Primary calcareous degeneration of the cornea.

Primary calcareous degeneration is a rare corneal disease. In the past 50 years, only four cases have been described. We present the case of a 26-year-old male patient with progressive calcium deposition in both eyes with negative laboratory parameters. For the first time, anterior segment optic coherence tomography was used to investigate and establish the proper treatment.

Band keratopathy, calcium salts in Bowman's layer, is the most classic form of corneal calcification seen in the clinical practice.[1] However, calcareous degeneration of the entire cornea is a very rare complication. Axenfeld, in the early 1900s, reported a bilateral case in an 8-year-old with a massive deposition of calcium phosphate located in the superficial and central strata of the parenchyma, slightly affecting Bowman's membrane and leaving the epithelium intact.[2] Secondary corneal calcium deposits were described due to hypercalcemic states, inherited and systemic diseases, anterior segment (AS) chronic inflammatory conditions, and chemical interaction (eyedrops with preservative).[345678]

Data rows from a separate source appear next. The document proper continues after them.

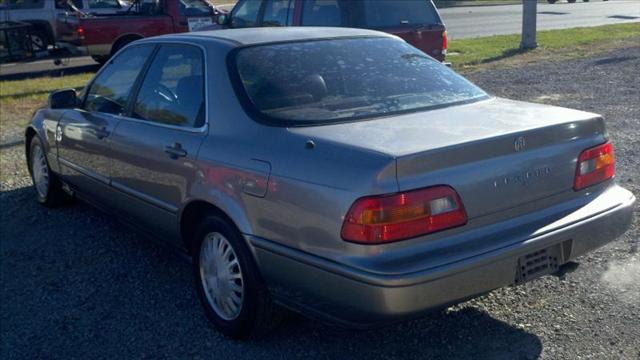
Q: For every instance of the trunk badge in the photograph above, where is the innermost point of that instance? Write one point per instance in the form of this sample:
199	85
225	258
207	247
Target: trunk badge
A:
520	143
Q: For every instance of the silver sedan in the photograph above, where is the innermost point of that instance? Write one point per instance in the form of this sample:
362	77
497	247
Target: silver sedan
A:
337	172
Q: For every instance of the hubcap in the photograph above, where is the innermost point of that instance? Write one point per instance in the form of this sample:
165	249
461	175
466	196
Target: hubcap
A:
40	171
221	276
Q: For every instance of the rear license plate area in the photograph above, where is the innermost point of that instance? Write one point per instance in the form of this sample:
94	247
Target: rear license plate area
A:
538	263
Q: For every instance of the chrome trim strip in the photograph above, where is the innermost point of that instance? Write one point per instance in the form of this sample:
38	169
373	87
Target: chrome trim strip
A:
84	171
144	197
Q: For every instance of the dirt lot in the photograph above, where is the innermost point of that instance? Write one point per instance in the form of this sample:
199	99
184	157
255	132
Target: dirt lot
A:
76	284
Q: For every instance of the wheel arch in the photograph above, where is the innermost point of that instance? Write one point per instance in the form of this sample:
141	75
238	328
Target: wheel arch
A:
29	133
196	210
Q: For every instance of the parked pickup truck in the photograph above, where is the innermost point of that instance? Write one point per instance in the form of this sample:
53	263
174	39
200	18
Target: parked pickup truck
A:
102	36
42	14
416	21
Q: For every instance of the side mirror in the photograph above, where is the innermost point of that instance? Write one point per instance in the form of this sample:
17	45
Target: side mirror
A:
222	19
63	99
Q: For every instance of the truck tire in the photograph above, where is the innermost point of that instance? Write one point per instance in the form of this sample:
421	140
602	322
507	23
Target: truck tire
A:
38	39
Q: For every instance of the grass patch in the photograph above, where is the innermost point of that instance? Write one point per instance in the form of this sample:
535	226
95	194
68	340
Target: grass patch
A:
18	99
559	44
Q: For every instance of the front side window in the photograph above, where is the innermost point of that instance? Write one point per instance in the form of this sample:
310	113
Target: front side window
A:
172	92
276	13
314	82
245	14
325	13
64	5
25	4
110	90
195	8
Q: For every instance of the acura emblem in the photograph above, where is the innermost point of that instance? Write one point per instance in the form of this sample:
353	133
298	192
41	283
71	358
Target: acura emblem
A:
520	143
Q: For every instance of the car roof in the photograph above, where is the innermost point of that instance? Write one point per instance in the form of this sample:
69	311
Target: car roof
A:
264	35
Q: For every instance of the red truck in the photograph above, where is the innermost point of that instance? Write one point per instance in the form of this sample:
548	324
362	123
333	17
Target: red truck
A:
416	21
102	36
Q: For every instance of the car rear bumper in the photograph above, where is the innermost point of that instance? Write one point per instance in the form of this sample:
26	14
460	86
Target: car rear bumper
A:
357	297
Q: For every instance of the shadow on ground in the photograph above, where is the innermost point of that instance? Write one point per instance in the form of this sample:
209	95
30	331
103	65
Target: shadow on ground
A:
76	283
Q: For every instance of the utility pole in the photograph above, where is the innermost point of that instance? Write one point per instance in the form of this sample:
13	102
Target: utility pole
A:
529	18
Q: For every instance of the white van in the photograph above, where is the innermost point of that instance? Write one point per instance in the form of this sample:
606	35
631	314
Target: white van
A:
42	15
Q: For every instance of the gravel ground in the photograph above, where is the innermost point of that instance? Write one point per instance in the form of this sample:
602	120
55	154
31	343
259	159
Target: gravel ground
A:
76	284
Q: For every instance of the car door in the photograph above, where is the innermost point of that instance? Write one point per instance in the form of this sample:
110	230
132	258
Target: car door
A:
155	146
83	134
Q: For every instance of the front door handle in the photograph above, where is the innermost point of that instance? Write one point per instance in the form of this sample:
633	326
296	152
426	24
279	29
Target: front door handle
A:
102	133
175	151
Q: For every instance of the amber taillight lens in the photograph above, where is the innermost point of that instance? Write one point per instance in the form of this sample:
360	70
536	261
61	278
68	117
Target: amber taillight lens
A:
388	218
595	165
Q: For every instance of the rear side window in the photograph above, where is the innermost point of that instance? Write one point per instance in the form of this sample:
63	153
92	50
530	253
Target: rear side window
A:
110	90
24	4
245	14
398	13
277	13
104	4
317	82
172	92
325	13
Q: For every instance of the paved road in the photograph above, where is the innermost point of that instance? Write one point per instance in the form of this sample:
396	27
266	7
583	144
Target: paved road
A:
475	21
462	22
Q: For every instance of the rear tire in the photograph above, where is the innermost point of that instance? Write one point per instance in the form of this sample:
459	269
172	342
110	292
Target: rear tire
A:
234	296
48	187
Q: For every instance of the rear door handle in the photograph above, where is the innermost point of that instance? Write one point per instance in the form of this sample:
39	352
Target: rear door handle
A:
175	151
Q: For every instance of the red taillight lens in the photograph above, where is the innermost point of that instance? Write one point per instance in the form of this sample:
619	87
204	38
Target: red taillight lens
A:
595	165
445	42
387	218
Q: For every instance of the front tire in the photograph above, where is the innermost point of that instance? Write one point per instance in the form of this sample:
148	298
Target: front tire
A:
48	187
229	286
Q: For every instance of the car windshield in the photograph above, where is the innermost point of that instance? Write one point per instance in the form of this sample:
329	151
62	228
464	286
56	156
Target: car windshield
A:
314	82
397	13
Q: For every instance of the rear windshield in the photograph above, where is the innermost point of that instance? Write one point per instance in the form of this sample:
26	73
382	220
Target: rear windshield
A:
397	13
315	82
195	8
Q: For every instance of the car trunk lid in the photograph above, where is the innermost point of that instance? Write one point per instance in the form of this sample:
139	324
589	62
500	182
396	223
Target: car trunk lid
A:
497	154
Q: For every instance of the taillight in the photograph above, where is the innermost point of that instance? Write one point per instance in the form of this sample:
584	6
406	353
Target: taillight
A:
387	218
445	42
595	165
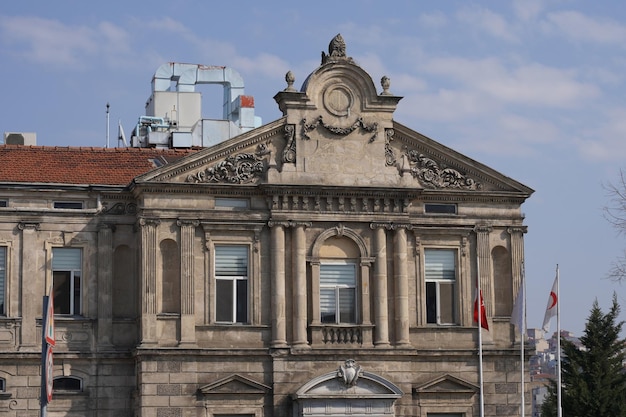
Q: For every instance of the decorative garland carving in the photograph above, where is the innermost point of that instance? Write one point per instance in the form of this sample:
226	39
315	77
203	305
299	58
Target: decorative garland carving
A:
120	208
433	175
340	131
235	169
289	154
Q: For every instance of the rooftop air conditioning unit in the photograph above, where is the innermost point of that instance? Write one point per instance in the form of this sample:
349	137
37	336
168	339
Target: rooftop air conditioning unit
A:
20	138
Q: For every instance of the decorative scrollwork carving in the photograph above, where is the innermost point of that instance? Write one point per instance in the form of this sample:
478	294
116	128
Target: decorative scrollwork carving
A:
235	169
289	154
390	158
340	131
433	175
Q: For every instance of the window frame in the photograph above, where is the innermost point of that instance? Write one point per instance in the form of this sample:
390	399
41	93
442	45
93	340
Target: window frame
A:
439	282
337	292
75	295
235	280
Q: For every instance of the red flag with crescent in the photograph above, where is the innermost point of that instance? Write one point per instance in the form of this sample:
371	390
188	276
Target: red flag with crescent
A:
553	300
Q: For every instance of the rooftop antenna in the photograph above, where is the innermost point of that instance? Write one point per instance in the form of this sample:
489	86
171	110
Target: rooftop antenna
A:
108	123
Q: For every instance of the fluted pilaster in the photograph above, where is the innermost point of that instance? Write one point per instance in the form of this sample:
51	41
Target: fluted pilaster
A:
279	323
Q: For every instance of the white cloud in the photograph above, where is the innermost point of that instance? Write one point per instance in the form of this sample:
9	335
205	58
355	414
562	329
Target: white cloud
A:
527	9
48	42
580	27
487	21
528	84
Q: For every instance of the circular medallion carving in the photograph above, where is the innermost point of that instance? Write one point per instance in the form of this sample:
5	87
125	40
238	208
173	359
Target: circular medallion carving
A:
338	100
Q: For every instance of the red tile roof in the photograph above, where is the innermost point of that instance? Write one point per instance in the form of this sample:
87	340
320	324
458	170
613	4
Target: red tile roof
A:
80	165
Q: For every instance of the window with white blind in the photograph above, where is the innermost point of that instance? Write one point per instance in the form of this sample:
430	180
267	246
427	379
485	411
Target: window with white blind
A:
231	283
3	279
338	293
67	280
440	277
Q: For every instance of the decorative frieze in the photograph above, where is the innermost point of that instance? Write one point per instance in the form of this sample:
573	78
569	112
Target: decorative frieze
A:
337	130
432	174
241	168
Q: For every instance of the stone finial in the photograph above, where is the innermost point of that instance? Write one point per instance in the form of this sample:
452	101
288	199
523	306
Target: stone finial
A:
336	51
290	78
385	82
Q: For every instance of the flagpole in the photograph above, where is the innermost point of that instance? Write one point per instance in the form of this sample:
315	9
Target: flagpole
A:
480	339
558	344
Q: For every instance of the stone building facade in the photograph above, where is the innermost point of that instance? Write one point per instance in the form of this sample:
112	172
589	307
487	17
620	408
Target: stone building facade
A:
325	263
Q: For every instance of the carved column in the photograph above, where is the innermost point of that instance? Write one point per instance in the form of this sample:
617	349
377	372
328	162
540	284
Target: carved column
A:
483	253
381	308
187	311
105	285
517	256
31	291
148	280
279	324
299	287
401	286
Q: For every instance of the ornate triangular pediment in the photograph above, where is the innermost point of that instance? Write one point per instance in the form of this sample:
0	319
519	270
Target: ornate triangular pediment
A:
339	131
234	385
446	384
349	381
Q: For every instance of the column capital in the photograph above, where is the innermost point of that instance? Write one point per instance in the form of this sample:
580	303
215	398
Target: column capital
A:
187	223
483	228
25	225
517	229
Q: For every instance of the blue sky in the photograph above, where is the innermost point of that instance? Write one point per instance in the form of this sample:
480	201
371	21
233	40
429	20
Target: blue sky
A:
535	89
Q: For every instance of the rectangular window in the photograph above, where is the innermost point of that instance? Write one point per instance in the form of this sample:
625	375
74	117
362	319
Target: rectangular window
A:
440	277
3	279
66	279
438	208
231	283
74	205
338	293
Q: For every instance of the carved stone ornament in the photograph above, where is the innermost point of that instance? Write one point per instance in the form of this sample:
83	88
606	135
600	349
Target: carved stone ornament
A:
336	51
339	131
235	169
433	175
349	372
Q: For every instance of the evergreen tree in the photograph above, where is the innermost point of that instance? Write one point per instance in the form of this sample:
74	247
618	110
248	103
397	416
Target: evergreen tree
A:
593	377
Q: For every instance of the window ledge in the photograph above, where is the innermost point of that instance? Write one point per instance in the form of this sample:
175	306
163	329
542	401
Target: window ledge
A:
341	335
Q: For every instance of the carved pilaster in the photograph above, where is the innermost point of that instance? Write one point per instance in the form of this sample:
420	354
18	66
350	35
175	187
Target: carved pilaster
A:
279	319
187	233
483	254
517	255
299	286
29	338
401	285
381	308
105	285
148	229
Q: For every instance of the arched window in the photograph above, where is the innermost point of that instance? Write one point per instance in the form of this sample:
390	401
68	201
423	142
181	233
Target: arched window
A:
338	281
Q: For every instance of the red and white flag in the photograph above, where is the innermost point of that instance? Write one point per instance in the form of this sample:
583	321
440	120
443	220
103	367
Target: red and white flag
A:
483	313
551	309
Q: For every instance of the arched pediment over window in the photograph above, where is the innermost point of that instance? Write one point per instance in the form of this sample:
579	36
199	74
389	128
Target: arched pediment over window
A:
348	391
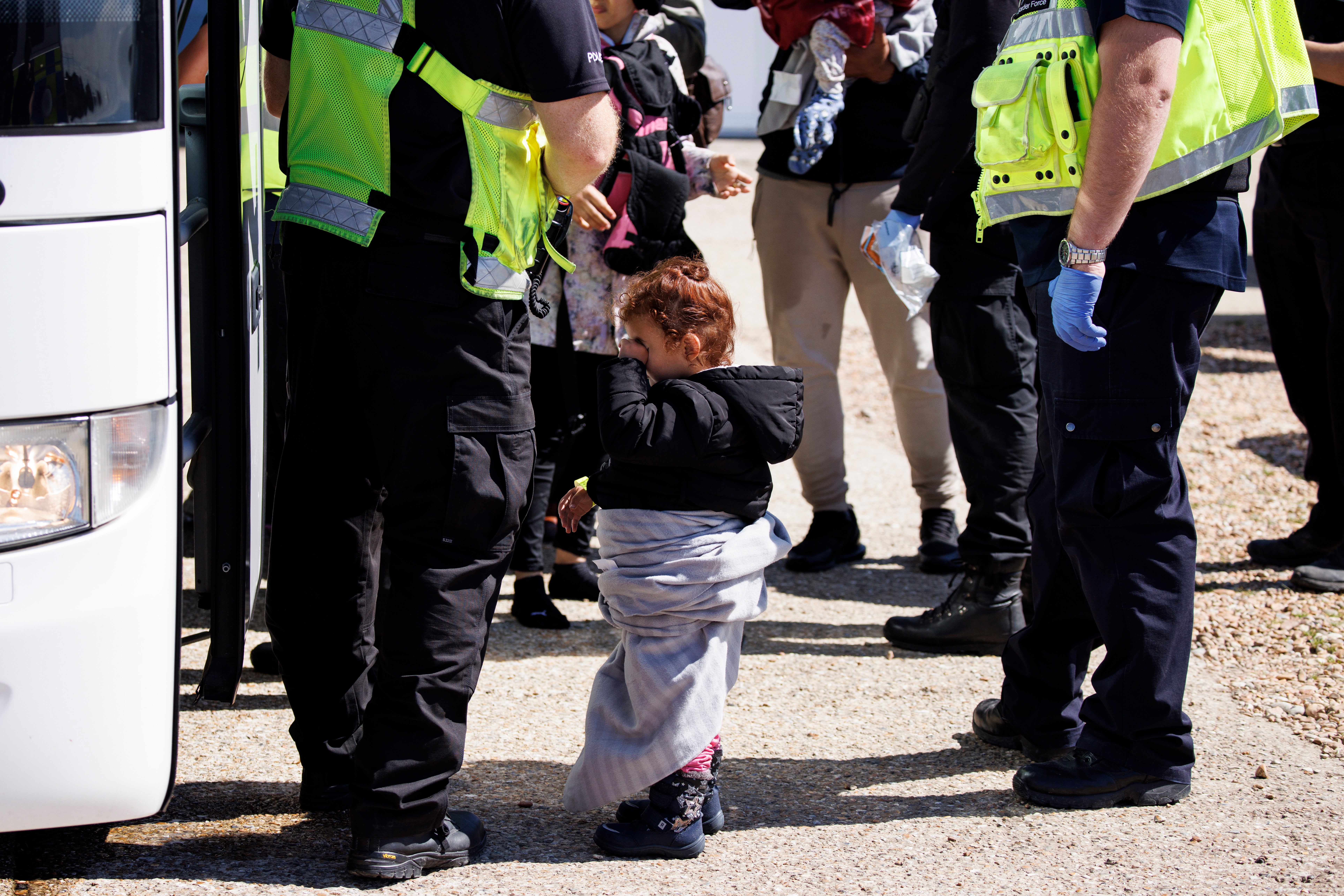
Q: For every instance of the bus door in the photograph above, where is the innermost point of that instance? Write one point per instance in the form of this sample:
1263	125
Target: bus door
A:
226	436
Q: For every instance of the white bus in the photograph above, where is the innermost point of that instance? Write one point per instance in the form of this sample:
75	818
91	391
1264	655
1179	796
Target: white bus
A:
96	318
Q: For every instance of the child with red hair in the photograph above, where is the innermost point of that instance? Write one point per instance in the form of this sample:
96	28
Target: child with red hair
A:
685	541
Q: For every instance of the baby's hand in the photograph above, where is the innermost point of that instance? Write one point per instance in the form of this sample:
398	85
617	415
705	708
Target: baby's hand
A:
573	507
729	179
630	348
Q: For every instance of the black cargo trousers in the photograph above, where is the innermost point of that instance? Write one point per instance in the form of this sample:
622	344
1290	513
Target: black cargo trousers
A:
984	346
1113	547
411	422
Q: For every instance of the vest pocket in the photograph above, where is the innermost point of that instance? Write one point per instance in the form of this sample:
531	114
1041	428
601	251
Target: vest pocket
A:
1013	124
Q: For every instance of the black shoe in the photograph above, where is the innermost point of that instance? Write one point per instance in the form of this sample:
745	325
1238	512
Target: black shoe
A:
573	582
939	553
990	726
712	817
264	659
980	614
456	840
671	825
834	538
1085	781
320	792
1302	549
1326	574
533	609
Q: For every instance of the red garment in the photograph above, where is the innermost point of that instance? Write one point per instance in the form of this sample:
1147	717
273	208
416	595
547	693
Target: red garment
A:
787	21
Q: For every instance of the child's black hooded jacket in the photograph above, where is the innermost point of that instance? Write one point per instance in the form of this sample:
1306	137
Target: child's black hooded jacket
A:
697	444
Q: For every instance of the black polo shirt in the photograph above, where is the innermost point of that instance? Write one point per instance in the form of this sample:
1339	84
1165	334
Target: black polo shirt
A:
1193	234
548	49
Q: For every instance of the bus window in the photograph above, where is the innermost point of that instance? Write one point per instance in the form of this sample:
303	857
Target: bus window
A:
80	64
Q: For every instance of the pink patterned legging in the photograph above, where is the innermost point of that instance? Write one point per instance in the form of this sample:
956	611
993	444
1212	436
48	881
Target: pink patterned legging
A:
701	765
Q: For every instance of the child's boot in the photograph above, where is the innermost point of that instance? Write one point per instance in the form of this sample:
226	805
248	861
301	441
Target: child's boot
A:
670	827
712	812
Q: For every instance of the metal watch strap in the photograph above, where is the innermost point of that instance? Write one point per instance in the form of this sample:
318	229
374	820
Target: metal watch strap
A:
1070	255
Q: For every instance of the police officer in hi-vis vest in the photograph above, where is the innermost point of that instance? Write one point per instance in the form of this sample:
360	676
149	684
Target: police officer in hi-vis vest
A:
427	147
1119	158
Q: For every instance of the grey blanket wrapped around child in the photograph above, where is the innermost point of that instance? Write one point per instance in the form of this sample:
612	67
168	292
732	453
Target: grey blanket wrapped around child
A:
681	586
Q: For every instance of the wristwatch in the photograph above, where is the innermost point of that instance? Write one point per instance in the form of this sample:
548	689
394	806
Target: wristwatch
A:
1070	255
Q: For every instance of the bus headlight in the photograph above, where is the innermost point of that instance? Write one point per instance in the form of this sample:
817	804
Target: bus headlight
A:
44	479
76	473
127	447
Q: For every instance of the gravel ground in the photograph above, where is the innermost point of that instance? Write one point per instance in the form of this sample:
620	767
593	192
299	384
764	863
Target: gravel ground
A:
850	766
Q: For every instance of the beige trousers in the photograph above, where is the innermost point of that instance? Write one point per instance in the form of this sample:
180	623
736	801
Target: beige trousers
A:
807	268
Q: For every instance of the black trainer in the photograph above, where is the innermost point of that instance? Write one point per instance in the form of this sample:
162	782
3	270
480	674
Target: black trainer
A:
264	659
990	726
1302	549
1085	781
1326	574
939	553
832	538
982	612
456	840
573	582
319	792
533	609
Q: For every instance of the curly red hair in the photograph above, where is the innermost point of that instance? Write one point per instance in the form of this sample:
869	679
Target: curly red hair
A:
682	297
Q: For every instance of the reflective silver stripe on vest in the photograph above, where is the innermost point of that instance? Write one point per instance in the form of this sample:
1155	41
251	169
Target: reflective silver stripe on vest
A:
507	112
322	205
491	273
1213	156
1053	23
378	32
1030	202
1298	100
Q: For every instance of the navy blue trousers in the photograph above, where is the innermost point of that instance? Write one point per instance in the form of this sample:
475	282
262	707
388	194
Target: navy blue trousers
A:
1113	557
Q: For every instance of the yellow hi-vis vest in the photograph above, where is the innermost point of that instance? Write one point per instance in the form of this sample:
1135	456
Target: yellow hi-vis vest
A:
1244	82
347	57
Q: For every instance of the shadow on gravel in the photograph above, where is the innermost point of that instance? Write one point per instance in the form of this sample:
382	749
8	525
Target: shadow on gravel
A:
892	581
1287	451
209	831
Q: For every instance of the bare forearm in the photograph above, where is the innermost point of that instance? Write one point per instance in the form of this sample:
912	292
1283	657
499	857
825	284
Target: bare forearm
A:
275	78
1139	62
581	138
1327	61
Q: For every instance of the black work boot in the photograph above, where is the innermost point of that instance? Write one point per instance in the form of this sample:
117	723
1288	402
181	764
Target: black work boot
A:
982	612
939	553
834	538
712	813
1084	780
452	844
671	825
573	582
990	726
1304	547
531	606
1326	574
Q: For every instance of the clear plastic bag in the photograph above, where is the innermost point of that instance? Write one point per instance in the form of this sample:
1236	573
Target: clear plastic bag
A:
892	245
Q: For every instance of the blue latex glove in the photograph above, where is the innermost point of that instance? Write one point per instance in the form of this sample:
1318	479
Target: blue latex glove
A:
1073	300
815	131
905	219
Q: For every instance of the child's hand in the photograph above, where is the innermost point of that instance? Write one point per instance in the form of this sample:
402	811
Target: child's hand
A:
592	211
630	348
573	507
729	179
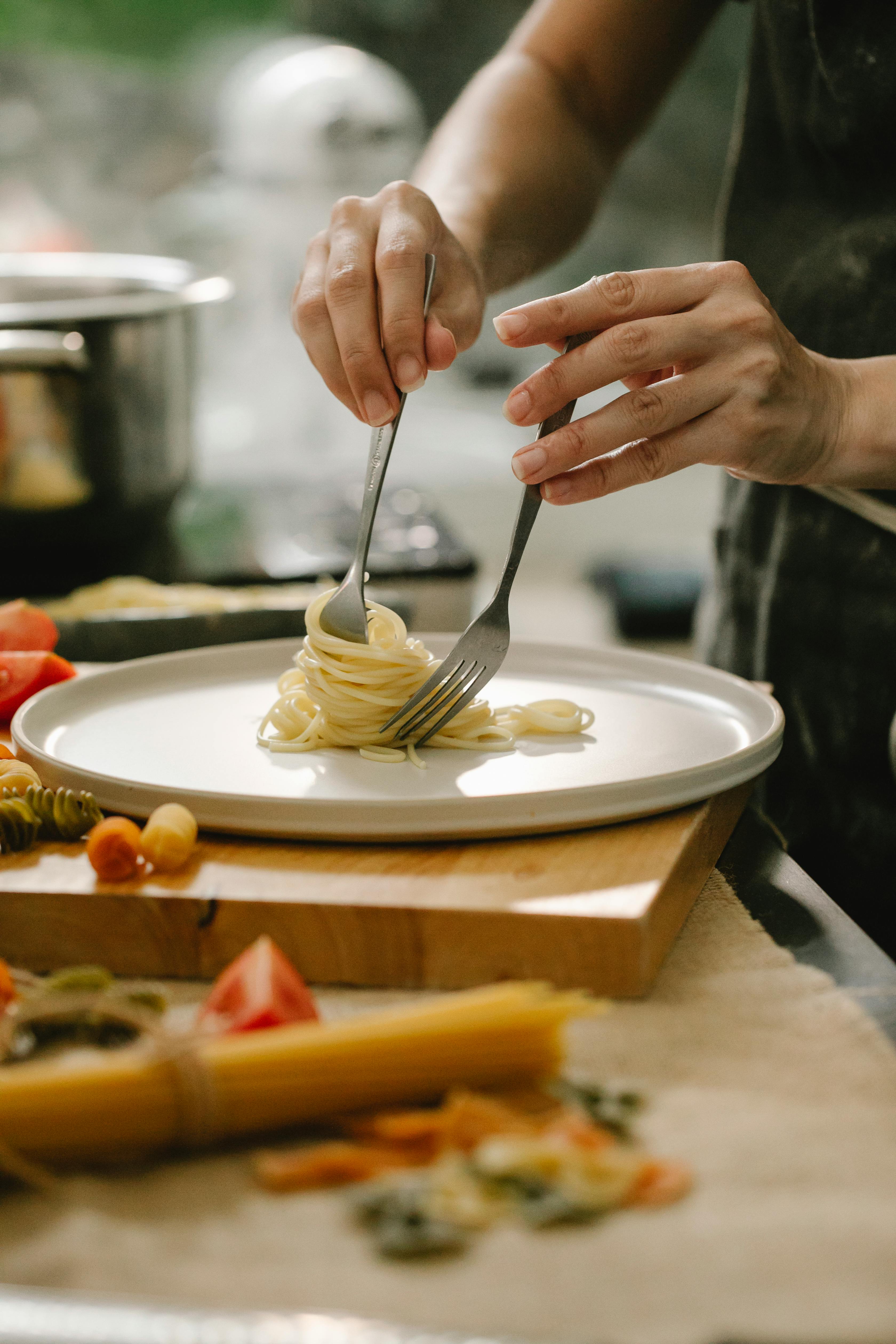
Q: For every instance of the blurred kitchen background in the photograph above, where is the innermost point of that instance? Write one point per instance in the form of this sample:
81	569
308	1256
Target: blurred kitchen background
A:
221	132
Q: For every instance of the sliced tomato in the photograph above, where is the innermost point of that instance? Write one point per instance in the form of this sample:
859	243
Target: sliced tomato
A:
26	628
261	988
22	675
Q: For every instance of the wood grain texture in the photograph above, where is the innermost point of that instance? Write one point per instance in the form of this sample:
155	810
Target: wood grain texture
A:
587	909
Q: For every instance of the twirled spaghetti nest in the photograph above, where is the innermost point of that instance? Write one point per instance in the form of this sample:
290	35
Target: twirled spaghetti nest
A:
341	694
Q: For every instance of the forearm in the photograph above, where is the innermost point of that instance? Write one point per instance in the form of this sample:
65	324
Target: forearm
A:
864	454
514	171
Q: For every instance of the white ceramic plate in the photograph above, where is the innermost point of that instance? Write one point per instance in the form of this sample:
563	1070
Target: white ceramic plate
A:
182	726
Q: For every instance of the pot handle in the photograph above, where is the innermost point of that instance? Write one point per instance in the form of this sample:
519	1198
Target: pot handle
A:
210	290
21	349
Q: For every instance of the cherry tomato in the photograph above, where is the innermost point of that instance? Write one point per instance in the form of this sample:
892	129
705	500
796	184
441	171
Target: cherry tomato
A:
26	627
22	675
261	988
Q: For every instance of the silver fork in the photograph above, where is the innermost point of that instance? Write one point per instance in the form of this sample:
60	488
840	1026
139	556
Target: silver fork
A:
483	647
346	613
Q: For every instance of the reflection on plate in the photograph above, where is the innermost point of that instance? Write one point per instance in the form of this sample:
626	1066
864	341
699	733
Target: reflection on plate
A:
667	733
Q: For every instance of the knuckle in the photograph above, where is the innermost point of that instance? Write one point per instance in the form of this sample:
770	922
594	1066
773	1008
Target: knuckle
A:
618	290
651	460
346	210
357	362
399	191
629	342
731	273
310	307
398	255
647	408
754	321
346	283
575	443
557	312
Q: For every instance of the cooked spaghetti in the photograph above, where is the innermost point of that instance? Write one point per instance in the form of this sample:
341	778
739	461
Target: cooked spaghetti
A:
341	694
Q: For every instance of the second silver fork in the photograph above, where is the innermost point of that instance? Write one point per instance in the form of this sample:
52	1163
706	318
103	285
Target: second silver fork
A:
346	613
483	647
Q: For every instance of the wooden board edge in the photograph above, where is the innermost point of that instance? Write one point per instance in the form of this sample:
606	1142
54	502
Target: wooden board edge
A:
701	850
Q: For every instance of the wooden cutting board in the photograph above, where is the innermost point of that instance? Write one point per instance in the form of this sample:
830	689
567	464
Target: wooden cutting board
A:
587	909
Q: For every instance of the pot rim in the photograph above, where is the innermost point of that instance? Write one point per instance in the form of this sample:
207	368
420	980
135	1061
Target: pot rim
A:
156	286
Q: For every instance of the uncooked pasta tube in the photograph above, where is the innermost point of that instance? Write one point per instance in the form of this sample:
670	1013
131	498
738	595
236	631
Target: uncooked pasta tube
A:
142	1100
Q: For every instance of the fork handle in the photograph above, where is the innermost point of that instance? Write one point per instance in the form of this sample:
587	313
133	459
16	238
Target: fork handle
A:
381	449
531	501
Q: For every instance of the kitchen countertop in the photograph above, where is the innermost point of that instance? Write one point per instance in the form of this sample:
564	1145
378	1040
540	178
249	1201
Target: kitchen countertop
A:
801	917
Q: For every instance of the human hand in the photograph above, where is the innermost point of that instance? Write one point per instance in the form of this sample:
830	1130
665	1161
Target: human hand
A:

We describe a rare case of idiopathic bilateral calcareous degeneration of the cornea in a young adult, including AS optic coherence tomography (AS-OCT) and histopathological evaluation.

Case Report

A 26-year-old male Caucasian patient attended/presented at our Cornea and External Diseases Division with moderate visual loss in the right eye and severe visual loss in the left eye over the past 3 years. Visual acuity (Snellen) was 20/60 (0.48 logMAR) in the right eye and <20/400 (1.3 logMAR) in the left. The patient had no history of ocular or systemic disease, eyedrop use, trauma, familial visual impairment, or corneal dystrophy. Slit-lamp examination revealed a quiet and deep anterior chamber, no evidence of conjunctival inflammation, clear lenses, and deep and superficial crystalline corneal deposits without edema. Corneal deposits were mostly seen deeply in the posterior stromal/Descemet's from periphery to the center, central subepithelium, and Bowman's in the right eye [Fig. 1]. In the left eye, full-thickness deposits were noted [Fig. 2]. Epithelium was spared in both eyes. Pupil reflex, iris, intraocular pressure, and fundoscopy were normal.

Figure 1

Right eye biomicroscopic: Subepithelial and posterior stroma/Descemet's membrane calcium deposits

Figure 2

Left eye biomicroscopy: Dense full-thickness calcium depositsmembrane

Laboratory parameters revealed a serum calcium level of 9.92 mg/dL (normal range, 8.5–10.5 mg/dL) and an alkaline phosphate concentration of 141 U/L (normal range, 37–147 U/L). We also performed 24-h urine calcium test that was also considered normal (97 mg/dL, normal range 25–300 mg/dL).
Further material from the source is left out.